Had he not been dumbfounded, several short words and/or expressive gestures would probably have come to mind.
Greding said he had been hired to do all this sort of work for a newly redone area of downtown Santa Barbara. (By “this sort of work,” I mean painting the stripes on the street, painting the curbs, and installing parking signs. I don’t know what that’s called, obviously. The only word that comes to mind is “signage,” but for some reason that word makes me want to punch someone.) Greding had finished all the painting and was installing signs when he looked up and noticed a parking-enforcement officer writing him a ticket.
After his dumbfoundedness passed, Greding objected, and what happened next was one of those little legal arguments that go on every day in the real world even if the people involved aren’t lawyers and don’t realize that’s what they’re doing. And like many of those (and of course like many of the arguments lawyers have), it was kind of ridiculous.
“I said, ‘But I’m putting these signs up,'” Greding told KEYT. “And [the officer] says, ‘Then you should know you can’t park here more than 75 minutes.’ I said, ‘Well, I haven’t put the sign up yet, so you can’t write me a ticket.’ And he said, ‘Yeah, but the signs down there say, “this block,” so you’re in violation.’ [And I said,] ‘I just put those up 20 minutes ago!'”
Now annotated with the specific legal arguments they may have been making, without knowing it:
Greding: “But I’m putting these signs up [and therefore (1) the law is not yet effective as to this block, or (2) I cannot yet have had adequate notice of said law, or possibly (3) as a sign installer, I am immune from any regulation on a sign I am installing].”
Officer: “Then you should know you can’t park here more than 75 minutes [because (1) ignorance of the law is no excuse, (2) the sign refutes your claim of inadequate notice, or possibly (3) there’s no such immunity, and in fact as a sign installer you are estopped from claiming ignorance of the law on the sign you are installing].”
Greding: “Well, I haven’t put the sign up yet, so you can’t write me a ticket. [In this case ignorance is an excuse, and you have no evidence I actually looked at this sign. Although that may be a reasonable assumption for a sign that has been posted, this one has not.]”
Officer: “But the signs down there say, ‘this block,’ so you’re in violation. [Even if I accepted your argument as to this sign, it wouldn’t matter because there are other signs on this block, and as you just admitted it is reasonable to assume you looked at those.]”
Greding: “[That was Underhill’s statement, not an “admission” by me, as its enclosure in brackets demonstrates. And in any event,] I just put those up 20 minutes ago! [Therefore, even if you were correct, I have not violated the 75-minute rule those signs articulate.]”
Officer: <writes ticket, walks away> [Tell it to the judge.]
Greding did tell it to the judge, or a hearing officer, anyway, and lost.

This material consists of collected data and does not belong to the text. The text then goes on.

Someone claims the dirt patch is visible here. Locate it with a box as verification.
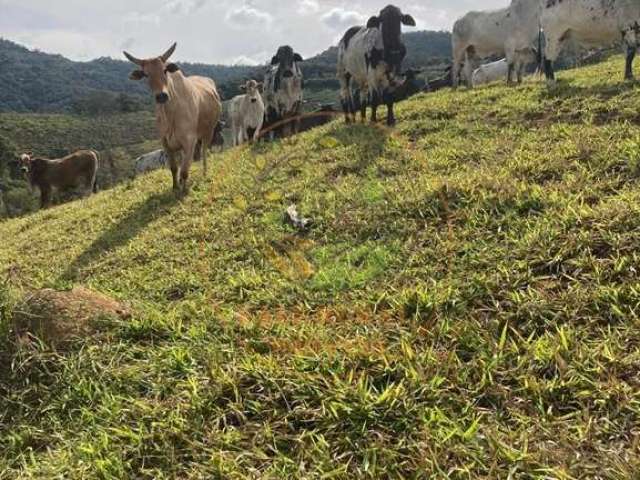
[12,286,131,349]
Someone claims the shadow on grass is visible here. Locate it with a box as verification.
[60,191,179,282]
[322,122,391,179]
[538,77,638,101]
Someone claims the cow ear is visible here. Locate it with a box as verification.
[401,14,416,26]
[130,70,146,81]
[366,16,380,28]
[294,53,303,62]
[271,55,279,65]
[165,63,180,74]
[240,84,247,90]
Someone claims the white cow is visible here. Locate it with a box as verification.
[541,0,640,81]
[134,149,167,176]
[452,0,541,87]
[229,80,265,146]
[337,5,416,126]
[472,59,510,86]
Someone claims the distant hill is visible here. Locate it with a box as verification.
[0,32,452,114]
[0,39,259,113]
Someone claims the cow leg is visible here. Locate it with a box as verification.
[507,63,515,84]
[167,151,180,192]
[83,174,94,198]
[451,48,465,89]
[517,62,525,84]
[463,49,477,88]
[180,140,197,194]
[340,73,353,124]
[544,34,564,82]
[40,185,52,209]
[383,90,395,127]
[625,45,636,80]
[370,90,379,123]
[202,126,214,176]
[358,90,368,123]
[253,120,263,143]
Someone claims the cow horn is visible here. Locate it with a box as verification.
[123,51,144,66]
[161,42,177,62]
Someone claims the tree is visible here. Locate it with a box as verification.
[0,134,17,177]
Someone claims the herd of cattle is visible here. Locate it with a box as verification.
[16,0,640,205]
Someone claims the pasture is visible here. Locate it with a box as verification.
[1,56,640,478]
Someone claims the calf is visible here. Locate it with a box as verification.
[229,80,265,146]
[337,4,416,126]
[541,0,640,81]
[19,150,99,208]
[393,68,425,101]
[471,59,509,86]
[134,149,167,176]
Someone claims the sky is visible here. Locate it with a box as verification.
[0,0,507,65]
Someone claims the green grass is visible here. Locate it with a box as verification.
[2,56,640,479]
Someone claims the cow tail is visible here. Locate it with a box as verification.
[92,150,100,193]
[537,26,544,75]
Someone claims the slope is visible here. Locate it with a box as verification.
[1,56,640,479]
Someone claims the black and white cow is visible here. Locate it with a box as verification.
[337,4,416,126]
[263,46,304,139]
[541,0,640,81]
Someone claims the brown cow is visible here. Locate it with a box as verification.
[124,43,222,194]
[19,150,99,209]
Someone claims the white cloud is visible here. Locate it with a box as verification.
[321,7,366,32]
[297,0,319,15]
[13,29,113,61]
[226,5,273,29]
[164,0,208,15]
[1,0,510,63]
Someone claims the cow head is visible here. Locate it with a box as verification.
[240,79,263,104]
[123,43,180,105]
[271,45,303,79]
[19,153,32,175]
[367,5,415,74]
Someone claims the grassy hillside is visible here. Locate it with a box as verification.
[2,56,640,478]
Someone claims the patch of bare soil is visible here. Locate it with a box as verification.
[12,286,130,349]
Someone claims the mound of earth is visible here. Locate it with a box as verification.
[12,286,130,349]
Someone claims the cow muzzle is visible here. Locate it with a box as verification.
[21,166,29,174]
[251,98,258,103]
[282,70,294,78]
[155,92,169,104]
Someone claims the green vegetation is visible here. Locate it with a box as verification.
[0,112,158,218]
[2,56,640,478]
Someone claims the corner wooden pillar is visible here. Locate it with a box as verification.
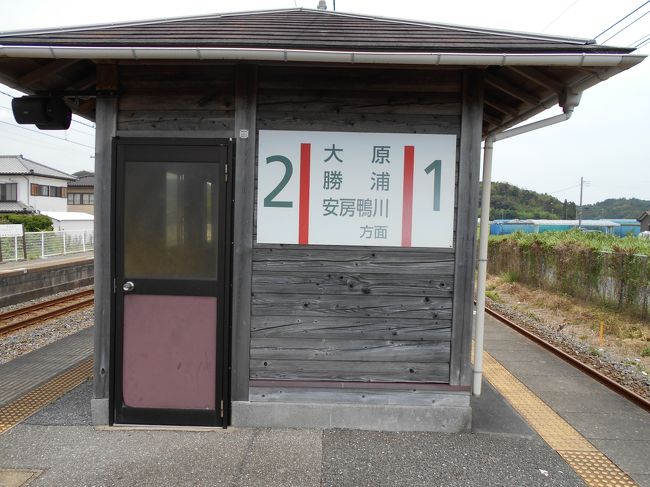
[231,64,258,401]
[450,69,484,386]
[91,67,118,423]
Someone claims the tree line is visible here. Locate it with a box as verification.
[479,182,649,220]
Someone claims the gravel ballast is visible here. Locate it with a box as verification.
[0,287,94,365]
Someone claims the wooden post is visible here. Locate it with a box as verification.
[231,64,258,402]
[92,63,119,424]
[450,69,484,387]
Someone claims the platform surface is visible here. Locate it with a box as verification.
[0,327,93,407]
[484,314,650,487]
[0,315,647,486]
[0,252,93,275]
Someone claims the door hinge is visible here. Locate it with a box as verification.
[113,278,116,293]
[220,399,224,418]
[224,164,228,183]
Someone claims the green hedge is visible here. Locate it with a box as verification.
[0,214,53,232]
[488,231,650,321]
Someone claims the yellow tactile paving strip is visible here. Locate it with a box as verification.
[0,358,92,435]
[483,351,638,487]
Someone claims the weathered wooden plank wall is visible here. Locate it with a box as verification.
[251,66,463,387]
[116,64,235,135]
[114,63,472,400]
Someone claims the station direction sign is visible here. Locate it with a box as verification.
[257,130,456,248]
[0,224,24,238]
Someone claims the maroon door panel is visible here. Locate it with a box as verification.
[122,295,217,410]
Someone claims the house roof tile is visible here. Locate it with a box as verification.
[0,155,76,181]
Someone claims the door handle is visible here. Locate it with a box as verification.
[122,281,135,292]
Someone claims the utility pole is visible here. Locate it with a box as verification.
[578,177,590,228]
[578,176,583,228]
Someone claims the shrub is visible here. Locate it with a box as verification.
[0,213,53,232]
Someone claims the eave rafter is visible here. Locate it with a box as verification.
[509,66,565,94]
[18,59,80,87]
[484,98,520,117]
[485,73,540,106]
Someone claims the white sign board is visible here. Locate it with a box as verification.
[257,130,456,248]
[0,224,23,238]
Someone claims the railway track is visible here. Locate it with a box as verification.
[485,304,650,413]
[0,289,94,337]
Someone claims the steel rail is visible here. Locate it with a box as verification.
[484,305,650,413]
[0,289,94,336]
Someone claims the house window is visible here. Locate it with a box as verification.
[0,183,17,202]
[31,183,66,198]
[68,192,93,205]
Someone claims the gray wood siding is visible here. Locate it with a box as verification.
[251,66,463,387]
[116,65,235,134]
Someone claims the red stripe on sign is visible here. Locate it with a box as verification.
[402,146,415,247]
[298,143,311,245]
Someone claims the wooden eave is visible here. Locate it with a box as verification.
[0,55,637,137]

He’s appealing.
So who’s right? I actually think both sides have a plausible argument, which I think comes down to the notice issue: Can you legally be punished for parking somewhere if there’s no sign? The officer might plausibly think the law is the law whether or not it’s posted, and Greding might plausibly think that at least in this case, it does have to be posted. Ideally, we would have a written rule to settle this dispute, and it turns out Santa Barbara does.
Under its Municipal Code, “[n]o provision … for which signs are required shall be enforced against an alleged violator unless appropriate signs are in place and sufficiently legible to be seen by an ordinarily observant person, giving notice of such provisions of the traffic laws.” Section 10.12.050. I think parking signs are “required” because of various other sections and (I would argue) also because of the constitutional “right to travel“—or not travel—anywhere you damn well please unless the government specifically precludes it and has a rational basis for doing so. And notice that under the ordinance it doesn’t matter whether the alleged violator actually knew—it’s an objective test. The sign’s gotta be “in place.”

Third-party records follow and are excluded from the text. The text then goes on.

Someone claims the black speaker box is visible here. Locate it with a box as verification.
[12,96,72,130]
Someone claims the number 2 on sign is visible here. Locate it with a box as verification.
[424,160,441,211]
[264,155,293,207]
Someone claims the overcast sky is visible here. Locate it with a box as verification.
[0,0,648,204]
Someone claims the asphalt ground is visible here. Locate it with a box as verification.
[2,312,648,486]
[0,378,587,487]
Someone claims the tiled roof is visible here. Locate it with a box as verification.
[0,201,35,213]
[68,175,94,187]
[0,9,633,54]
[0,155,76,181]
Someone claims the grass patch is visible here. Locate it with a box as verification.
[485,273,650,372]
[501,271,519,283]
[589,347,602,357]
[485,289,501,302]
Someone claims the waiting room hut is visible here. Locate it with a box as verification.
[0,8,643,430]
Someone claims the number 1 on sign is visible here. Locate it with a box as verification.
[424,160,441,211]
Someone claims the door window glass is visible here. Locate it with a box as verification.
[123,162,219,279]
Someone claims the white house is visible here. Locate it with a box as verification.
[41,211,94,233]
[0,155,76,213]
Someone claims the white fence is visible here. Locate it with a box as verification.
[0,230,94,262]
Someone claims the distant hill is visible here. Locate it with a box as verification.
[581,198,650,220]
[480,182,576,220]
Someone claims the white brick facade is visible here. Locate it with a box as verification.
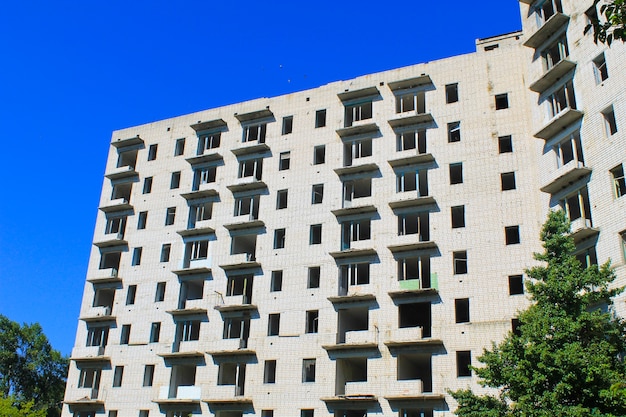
[63,1,626,416]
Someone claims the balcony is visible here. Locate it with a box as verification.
[530,59,577,93]
[224,219,265,232]
[105,165,137,181]
[322,330,378,352]
[181,188,219,201]
[388,112,435,129]
[231,142,270,157]
[87,267,120,284]
[388,152,435,168]
[185,152,223,167]
[80,306,114,322]
[329,247,377,260]
[214,295,257,313]
[218,253,260,271]
[111,134,143,149]
[387,240,437,254]
[227,178,267,193]
[178,222,216,238]
[93,233,126,248]
[70,346,109,362]
[173,259,212,277]
[99,197,132,213]
[204,385,252,406]
[160,341,205,359]
[534,107,584,140]
[570,217,599,243]
[345,381,375,397]
[388,194,436,210]
[336,122,379,139]
[65,388,105,408]
[384,380,445,402]
[334,162,379,177]
[328,293,376,305]
[540,161,591,194]
[524,13,570,49]
[207,338,254,356]
[155,385,202,404]
[388,277,439,298]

So if I were Dan, I’d argue that “under section 10.12.050, the 75-minute rule can’t be enforced against me because appropriate signs were not yet in place. I know, because I was the one putting them up. Even counting the ones I just put up, I had 55 minutes left.”
I’d also argue (as me this time) that the sort of nonsensical debate above is often short-circuited, or should be, by common sense. Dan had the right argument to begin with, and the officer should have realized how absurd it was to give the sign-installer a ticket. The fact that he didn’t is good news for me (and maybe some other lawyers too), but it sure is a waste of everybody else’s time.